AIIA is the missing runtime layer between you and your AI coding tools.

Today, AI assistants like Claude Code, Cursor, and Copilot are powerful — but stateless. Every session starts from zero. They don't remember what you decided last week, what broke in production yesterday, or which feature your client is waiting on. You re-explain context, re-discover patterns, and lose continuity across every conversation.

AIIA fixes that.

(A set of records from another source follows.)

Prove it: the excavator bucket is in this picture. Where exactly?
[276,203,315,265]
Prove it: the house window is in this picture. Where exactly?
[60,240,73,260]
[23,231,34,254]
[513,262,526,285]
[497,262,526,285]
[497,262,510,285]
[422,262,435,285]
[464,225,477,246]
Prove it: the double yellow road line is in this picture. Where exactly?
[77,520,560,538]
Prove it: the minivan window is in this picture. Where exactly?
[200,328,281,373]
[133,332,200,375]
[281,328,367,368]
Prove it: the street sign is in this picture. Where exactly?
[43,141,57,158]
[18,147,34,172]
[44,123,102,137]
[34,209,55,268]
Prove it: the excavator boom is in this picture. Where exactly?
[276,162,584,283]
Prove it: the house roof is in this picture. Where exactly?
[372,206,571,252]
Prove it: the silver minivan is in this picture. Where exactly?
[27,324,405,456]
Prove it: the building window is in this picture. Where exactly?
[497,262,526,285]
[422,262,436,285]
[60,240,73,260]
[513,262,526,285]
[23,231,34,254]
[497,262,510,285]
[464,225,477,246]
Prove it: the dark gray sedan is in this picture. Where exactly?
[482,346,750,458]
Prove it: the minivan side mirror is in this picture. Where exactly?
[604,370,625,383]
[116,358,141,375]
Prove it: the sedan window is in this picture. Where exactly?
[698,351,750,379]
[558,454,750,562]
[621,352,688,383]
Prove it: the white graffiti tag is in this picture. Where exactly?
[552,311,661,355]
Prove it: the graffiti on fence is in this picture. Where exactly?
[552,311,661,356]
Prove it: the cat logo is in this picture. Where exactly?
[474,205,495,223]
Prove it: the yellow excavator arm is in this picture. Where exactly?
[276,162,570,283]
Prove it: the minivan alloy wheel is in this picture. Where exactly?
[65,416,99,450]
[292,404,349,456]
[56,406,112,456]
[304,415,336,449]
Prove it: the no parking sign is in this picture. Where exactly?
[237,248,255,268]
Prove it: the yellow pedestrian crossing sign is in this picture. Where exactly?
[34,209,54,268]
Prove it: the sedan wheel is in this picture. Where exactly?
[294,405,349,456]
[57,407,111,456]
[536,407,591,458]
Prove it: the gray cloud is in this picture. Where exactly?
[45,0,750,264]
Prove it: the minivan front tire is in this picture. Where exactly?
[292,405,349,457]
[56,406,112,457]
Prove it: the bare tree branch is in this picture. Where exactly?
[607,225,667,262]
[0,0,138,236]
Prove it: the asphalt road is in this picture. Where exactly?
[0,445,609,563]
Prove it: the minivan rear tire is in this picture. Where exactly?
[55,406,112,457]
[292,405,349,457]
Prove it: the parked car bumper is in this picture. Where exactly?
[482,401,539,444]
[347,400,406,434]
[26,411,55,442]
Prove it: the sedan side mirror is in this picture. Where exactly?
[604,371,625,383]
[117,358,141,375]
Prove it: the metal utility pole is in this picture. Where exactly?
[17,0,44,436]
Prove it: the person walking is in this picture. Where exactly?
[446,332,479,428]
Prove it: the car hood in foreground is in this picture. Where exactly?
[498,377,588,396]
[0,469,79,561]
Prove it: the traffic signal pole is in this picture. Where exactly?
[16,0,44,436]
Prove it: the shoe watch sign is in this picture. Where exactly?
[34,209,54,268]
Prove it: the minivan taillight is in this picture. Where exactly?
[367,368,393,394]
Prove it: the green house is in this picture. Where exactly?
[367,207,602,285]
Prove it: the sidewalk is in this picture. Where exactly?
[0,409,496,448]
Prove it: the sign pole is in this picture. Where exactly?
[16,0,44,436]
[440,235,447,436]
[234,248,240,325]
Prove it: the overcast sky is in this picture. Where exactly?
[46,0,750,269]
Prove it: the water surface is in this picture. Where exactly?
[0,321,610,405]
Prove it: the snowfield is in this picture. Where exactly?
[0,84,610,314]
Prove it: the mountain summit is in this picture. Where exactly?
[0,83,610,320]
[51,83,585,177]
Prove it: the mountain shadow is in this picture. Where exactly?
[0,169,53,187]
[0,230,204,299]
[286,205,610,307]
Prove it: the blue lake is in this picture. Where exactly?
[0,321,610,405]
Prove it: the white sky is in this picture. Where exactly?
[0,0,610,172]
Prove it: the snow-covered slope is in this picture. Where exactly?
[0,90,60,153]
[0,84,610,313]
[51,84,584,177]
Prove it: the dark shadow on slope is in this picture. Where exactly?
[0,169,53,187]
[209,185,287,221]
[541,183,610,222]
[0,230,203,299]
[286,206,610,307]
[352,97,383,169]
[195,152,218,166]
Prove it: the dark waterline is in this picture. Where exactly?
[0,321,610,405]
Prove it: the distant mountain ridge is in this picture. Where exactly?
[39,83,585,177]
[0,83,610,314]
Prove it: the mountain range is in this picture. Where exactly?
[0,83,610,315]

It runs on a Mac Mini next to your cloud infrastructure and gives your AI tools persistent memory, autonomous background work, and a prioritized backlog — turning a chat assistant into a teammate that knows your codebase, remembers your decisions, and wakes up every morning with a plan.

How It Works

You ←→ Claude Code (MCP) ←→ AIIA (Mac Mini) ←→ Your Cloud Services
                               │
                               ├── Remembers every decision, pattern, and lesson
                               ├── Indexes your entire codebase for instant RAG
                               ├── Runs security scans, health checks, and reports overnight
                               ├── Captures stories from your work sessions automatically
                               ├── Scores and prioritizes your backlog using business impact
                               └── Executes safe fixes autonomously (lint, formatting, deps)

What Makes This Different

vs. OpenClaw / Computer Use agents: Those operate your computer. AIIA operates alongside you — it's infrastructure, not a screen driver. It doesn't click buttons; it maintains memory, schedules background work, and feeds context into your existing AI tools via MCP.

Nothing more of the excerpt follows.